Description
In Walking & Talking on the here and elsewhere John Dixon Hunt explores the here of the earth beneath our feet and, in a hinterland of thought and conversation, the elsewhere of the mind. He takes us on multiple journeys to both worlds in the company of great writers and artists: John Evelyn on his ascent of a lively Vesuvius in 1645; Daniel Defoe on his disappointing visit to Buxton and the Devil’s Arse; John Gay and William Hogarth in London; and Charles Dickens and the ‘inexhaustible food for speculation’ of Victorian street-life.
In pursuit of elsewhere, the author follows mysterious, sometimes hidden paths (of the sort that native Australians call ‘dream tracks’), to reveal more malleable landscapes where walking indulges the mind as much as the body.
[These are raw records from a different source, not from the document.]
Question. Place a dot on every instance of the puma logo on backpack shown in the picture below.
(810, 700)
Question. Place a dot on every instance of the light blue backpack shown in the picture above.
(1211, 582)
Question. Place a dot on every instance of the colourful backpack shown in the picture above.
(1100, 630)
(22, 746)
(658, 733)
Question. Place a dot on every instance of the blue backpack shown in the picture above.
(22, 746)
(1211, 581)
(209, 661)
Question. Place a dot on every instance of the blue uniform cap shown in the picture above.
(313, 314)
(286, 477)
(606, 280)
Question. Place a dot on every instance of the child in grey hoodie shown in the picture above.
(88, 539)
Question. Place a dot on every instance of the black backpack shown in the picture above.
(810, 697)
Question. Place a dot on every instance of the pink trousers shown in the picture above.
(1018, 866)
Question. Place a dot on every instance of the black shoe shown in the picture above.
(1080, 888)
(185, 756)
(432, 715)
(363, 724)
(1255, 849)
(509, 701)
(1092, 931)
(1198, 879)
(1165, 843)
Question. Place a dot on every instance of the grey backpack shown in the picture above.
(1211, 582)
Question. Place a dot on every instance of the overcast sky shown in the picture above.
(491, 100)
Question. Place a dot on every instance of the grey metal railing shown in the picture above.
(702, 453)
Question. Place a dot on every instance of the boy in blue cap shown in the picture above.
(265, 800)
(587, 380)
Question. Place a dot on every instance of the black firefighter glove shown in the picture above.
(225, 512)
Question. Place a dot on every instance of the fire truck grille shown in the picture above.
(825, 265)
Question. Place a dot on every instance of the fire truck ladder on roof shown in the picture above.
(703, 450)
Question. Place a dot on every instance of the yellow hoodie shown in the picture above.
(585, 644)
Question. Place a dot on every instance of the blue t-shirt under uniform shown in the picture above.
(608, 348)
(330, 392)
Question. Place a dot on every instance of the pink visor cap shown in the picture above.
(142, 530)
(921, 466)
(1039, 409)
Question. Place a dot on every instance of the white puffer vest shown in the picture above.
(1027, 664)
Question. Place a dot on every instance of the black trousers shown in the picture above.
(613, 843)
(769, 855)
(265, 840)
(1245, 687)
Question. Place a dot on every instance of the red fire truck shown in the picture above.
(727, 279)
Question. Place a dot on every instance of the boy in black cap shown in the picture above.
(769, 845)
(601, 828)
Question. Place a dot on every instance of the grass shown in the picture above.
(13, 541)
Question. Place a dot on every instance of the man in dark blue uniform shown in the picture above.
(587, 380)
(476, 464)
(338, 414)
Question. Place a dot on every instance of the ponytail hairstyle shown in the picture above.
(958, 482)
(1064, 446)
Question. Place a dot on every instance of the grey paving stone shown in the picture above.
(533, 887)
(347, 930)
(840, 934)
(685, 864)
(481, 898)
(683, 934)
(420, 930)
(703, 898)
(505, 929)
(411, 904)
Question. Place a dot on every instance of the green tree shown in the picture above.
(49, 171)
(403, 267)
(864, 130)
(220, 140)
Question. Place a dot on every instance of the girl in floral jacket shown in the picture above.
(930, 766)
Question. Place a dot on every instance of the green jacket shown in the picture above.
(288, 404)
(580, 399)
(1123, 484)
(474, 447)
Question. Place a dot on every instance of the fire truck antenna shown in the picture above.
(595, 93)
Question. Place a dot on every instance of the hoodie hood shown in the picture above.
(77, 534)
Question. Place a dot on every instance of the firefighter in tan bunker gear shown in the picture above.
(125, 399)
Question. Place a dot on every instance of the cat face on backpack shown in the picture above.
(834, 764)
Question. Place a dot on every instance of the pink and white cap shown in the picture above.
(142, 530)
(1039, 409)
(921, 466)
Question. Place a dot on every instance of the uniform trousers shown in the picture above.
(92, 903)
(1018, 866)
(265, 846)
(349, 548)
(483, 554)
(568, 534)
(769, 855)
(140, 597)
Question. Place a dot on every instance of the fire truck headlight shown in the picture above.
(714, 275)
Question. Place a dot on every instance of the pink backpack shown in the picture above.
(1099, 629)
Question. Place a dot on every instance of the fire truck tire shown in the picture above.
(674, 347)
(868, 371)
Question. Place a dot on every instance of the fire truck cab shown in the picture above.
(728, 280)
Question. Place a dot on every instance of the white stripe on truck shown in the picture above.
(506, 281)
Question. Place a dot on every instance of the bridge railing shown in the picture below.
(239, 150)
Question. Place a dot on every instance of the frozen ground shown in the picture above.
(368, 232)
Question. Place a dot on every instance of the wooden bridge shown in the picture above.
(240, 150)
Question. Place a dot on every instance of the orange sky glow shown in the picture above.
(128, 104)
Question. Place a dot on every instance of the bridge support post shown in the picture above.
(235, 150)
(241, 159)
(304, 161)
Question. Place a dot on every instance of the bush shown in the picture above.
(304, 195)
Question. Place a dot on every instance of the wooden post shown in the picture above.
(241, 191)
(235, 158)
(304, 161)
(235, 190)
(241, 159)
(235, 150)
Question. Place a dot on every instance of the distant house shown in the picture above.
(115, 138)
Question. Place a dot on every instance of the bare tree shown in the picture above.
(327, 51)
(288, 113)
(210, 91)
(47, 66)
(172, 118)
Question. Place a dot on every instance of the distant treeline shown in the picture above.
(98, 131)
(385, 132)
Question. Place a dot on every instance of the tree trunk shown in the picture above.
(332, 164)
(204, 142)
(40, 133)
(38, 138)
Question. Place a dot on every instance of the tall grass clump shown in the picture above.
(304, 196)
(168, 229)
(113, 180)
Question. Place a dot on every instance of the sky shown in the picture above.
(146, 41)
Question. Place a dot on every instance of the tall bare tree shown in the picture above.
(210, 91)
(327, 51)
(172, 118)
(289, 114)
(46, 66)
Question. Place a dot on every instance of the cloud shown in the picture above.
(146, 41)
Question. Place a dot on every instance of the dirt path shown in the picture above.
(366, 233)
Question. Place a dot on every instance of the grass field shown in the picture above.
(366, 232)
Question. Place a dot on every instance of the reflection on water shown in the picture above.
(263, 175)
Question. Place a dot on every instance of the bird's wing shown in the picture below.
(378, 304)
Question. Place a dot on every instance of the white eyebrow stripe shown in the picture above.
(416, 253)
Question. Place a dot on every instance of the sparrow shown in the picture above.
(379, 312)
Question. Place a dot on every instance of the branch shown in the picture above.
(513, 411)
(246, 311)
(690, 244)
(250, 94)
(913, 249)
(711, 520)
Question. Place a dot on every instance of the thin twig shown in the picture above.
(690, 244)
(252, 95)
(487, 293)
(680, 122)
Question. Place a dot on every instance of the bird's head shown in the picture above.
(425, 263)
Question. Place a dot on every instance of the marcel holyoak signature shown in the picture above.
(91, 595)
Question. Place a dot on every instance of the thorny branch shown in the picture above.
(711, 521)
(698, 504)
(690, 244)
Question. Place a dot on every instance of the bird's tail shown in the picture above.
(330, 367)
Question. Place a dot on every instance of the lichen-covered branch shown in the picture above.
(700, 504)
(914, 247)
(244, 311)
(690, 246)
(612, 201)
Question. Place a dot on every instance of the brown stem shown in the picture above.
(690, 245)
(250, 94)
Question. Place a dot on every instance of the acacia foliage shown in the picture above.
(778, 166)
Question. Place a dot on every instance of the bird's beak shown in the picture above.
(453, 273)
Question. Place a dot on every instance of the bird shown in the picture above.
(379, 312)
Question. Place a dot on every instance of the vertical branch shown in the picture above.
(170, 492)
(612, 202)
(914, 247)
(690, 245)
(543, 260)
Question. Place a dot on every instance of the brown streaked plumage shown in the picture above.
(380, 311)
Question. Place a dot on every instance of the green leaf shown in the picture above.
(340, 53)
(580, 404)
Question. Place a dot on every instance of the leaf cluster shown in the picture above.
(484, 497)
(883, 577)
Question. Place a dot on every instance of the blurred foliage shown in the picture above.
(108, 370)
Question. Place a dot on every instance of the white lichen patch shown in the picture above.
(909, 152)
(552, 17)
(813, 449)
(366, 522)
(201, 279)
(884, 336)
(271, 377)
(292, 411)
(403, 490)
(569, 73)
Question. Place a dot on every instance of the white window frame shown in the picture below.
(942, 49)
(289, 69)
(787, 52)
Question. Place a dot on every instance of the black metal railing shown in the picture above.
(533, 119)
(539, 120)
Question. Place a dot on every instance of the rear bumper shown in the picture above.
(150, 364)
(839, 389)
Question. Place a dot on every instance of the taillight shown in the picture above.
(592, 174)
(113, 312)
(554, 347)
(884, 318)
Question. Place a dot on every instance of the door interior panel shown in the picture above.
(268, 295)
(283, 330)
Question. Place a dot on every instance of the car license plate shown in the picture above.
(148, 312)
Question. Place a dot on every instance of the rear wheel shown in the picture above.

It’s a place where landscape, poetry and thought cohere – sometimes literally in the sculpture of Ian Hamilton Finlay – where carefully plotted gardens invite the walker to enter a world of curated make-believe and city streets have as many stories as there are people. On wild Lakeland fells or in urban wandering, from the land of Wordsworth and Wainwright to the great wall of Teardrop Park by the site of New York’s twin towers, and from the great Picturesque parklands of England to a modern Devon garden of myth and metaphor, Walking & Talking is a beautifully illustrated companion to our simplest – and most complex – of pleasures.